Llamarse Olimpia: Cambiar la vergüenza de bando
POR: JOSÉ LUIS SALAZAR
31-07-2025 02:31:47

Ganadora del Premio Mezcal en el Festival Internacional de Cine de Guadalajara, Llamarse Olimpia, de Indira Cato, sigue la lucha de Olimpia Coral Melo, activista cuya experiencia dio origen a la Ley Olimpia, legislación que castiga la violencia digital de género. En el documental, Olimpia se convierte en una voz generacional, símbolo de una lucha colectiva por trasladar la vergüenza desde las víctimas hacia los agresores.
En el documental Te nombré en el silencio, de José María Espinosa, el final muestra a Mirna, líder del colectivo Las Rastreadoras de El Fuerte, reuniéndose con su grupo en la tumba de su hijo. Entre lágrimas, beben cerveza al ritmo de música de banda. A lo largo del metraje, ya se había revelado la dinámica particular del grupo: bajo gritos como “¡Cállense, pinches viejas!” o regaños a quienes acudían ingenuamente en busca de ayuda, instaban a las nuevas integrantes a buscar a sus desaparecidos, no en las redes sociales, sino en la tierra, con palas.
De manera similar, Kenya Cuevas, protagonista del documental Kenya, de Gisela Delgadillo, asume múltiples gestiones para asegurar un velorio y entierro dignos para su amiga Paola, asesinada mientras ejercía el trabajo sexual. Su crimen quedó impune, pese a existir evidencia en video.
En Li Cham, de Anais Tsuyeb, tres mujeres tsotsiles enfrentan múltiples formas de violencia: jornadas laborales extenuantes, abusos físicos, económicos y sexuales en sus matrimonios, y el sufrimiento de partos y embarazos fallidos. El zapatismo se convierte para ellas en refugio y arma de resistencia.
Todas estas mujeres están emparentadas, de alguna manera, con Olimpia Coral Melo. Ninguna de ellas eligió ser líder ni encabezar una causa. Fue la violencia sistémica de una sociedad profundamente patriarcal y la impunidad institucional la que las obligó a alzar la voz. Ya sea por la desaparición de sus hijos, el asesinato de una amiga, la precariedad y los abusos en el trabajo sexual o las múltiples violencias vividas por mujeres indígenas, tanto en sus hogares como en el espacio público o digital, todas enfrentan un mismo enemigo estructural: un sistema que castiga a las víctimas y silencia sus historias.

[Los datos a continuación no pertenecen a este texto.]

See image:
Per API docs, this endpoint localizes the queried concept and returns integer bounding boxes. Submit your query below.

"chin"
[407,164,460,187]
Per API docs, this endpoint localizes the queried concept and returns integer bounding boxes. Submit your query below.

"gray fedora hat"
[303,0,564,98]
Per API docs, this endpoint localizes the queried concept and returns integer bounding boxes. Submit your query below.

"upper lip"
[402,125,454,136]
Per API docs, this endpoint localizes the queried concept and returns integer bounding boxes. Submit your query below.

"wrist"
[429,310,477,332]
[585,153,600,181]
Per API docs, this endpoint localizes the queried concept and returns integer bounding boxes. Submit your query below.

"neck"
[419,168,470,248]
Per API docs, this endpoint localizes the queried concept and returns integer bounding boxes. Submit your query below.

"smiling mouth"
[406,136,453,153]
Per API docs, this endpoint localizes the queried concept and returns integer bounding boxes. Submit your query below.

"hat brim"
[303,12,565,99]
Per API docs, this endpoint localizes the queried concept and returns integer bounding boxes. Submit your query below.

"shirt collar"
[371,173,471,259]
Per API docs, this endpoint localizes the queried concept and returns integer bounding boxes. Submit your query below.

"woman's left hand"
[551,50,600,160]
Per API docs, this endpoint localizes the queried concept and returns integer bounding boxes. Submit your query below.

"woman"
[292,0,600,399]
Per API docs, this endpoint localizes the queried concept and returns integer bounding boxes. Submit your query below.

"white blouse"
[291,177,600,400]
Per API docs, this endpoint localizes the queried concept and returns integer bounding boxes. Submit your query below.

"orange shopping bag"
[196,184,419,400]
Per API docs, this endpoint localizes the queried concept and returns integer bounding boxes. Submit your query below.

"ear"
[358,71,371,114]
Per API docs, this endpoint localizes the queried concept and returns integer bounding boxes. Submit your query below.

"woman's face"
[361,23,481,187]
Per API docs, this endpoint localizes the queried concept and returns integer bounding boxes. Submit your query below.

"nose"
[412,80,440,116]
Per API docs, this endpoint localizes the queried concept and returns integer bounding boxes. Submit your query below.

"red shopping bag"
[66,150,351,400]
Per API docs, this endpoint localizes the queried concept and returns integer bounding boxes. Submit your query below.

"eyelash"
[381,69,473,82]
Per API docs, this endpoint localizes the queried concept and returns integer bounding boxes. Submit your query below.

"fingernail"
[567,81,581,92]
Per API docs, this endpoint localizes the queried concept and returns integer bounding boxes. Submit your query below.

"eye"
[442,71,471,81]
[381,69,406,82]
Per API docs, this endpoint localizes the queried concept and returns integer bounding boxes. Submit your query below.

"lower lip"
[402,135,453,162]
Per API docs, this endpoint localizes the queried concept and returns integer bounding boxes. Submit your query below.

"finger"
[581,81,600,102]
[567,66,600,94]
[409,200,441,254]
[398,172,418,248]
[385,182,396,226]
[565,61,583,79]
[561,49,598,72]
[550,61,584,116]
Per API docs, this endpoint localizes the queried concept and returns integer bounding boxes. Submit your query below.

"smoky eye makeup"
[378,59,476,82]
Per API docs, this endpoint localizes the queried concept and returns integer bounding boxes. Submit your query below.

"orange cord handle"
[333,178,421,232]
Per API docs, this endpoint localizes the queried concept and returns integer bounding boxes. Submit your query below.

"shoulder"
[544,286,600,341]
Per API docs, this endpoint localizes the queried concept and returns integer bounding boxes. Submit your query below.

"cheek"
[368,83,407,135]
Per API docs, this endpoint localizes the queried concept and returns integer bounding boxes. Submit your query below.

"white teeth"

Fue así como Las Rastreadoras de El Fuerte aprendieron a clavar palos en la tierra para reconocer, por el olor, la presencia de cuerpos. Como Kenya Cuevas se plantó en el Periférico con el ataúd de Paola, exigiendo justicia por su asesinato. O como las mujeres tsotsiles recurrieron al zapatismo para protegerse no solo del Estado, sino de sus propias comunidades, a veces incluso de sus propias familias.
Y es así como, en Llamarse Olimpia, una madre, ante el dolor de su hija afectada por la difusión no consentida de un video íntimo, le dice: “Todas cogemos, no hay que tener vergüenza de eso. Mañana nos vamos todas y nos desnudamos en la plaza, a ver si se atreven a burlarse de nosotras”. Es un momento crucial: la vergüenza cambia de lado. La solidaridad y la empatía desbordan la culpa impuesta. Y esa fuerza se extiende a Olimpia, quien desde ese momento, como deja ver el documental, abandona Huauchinango, Puebla, con un objetivo aún más ambicioso que el de sancionar a su agresor: lograr que ninguna mujer vuelva a pasar por lo mismo. Que ninguna mujer viva con vergüenza.
La directora Indira Cato imprime al documental una serie de decisiones formales y narrativas que lo elevan por encima de su por demás correcta ejecución. Una de ellas es filmar las marchas y los momentos previos a la aprobación de la Ley Olimpia. Aunque el espectador ya conoce el desenlace, no puede evitar compartir la emoción de ver realizado el esfuerzo de años, impulsado por miles de mujeres que vencieron el miedo.
Este triunfo contrasta con las secuencias iniciales, marcadas por un tono crepuscular, casi pesadillesco: policías pidiéndole a Olimpia que les muestre el video íntimo que fue difundido; autoridades que le niegan apoyo; amigos y vecinos que la revictimizan con burlas y morbo; hombres de todo el país que, con cinismo, piden “ver el video” mientras en redes sociales la crucifican.
Ahora Olimpia y su madre se sostienen de pie frente al Senado. No confían en las instituciones, sino en esa fuerza que crece con cada mujer que se suma. Esté o no presente afuera del recinto, saben que ese grupo, de no aprobarse, no dejará de luchar hasta hacerla realidad. Que la semilla plantada no morirá.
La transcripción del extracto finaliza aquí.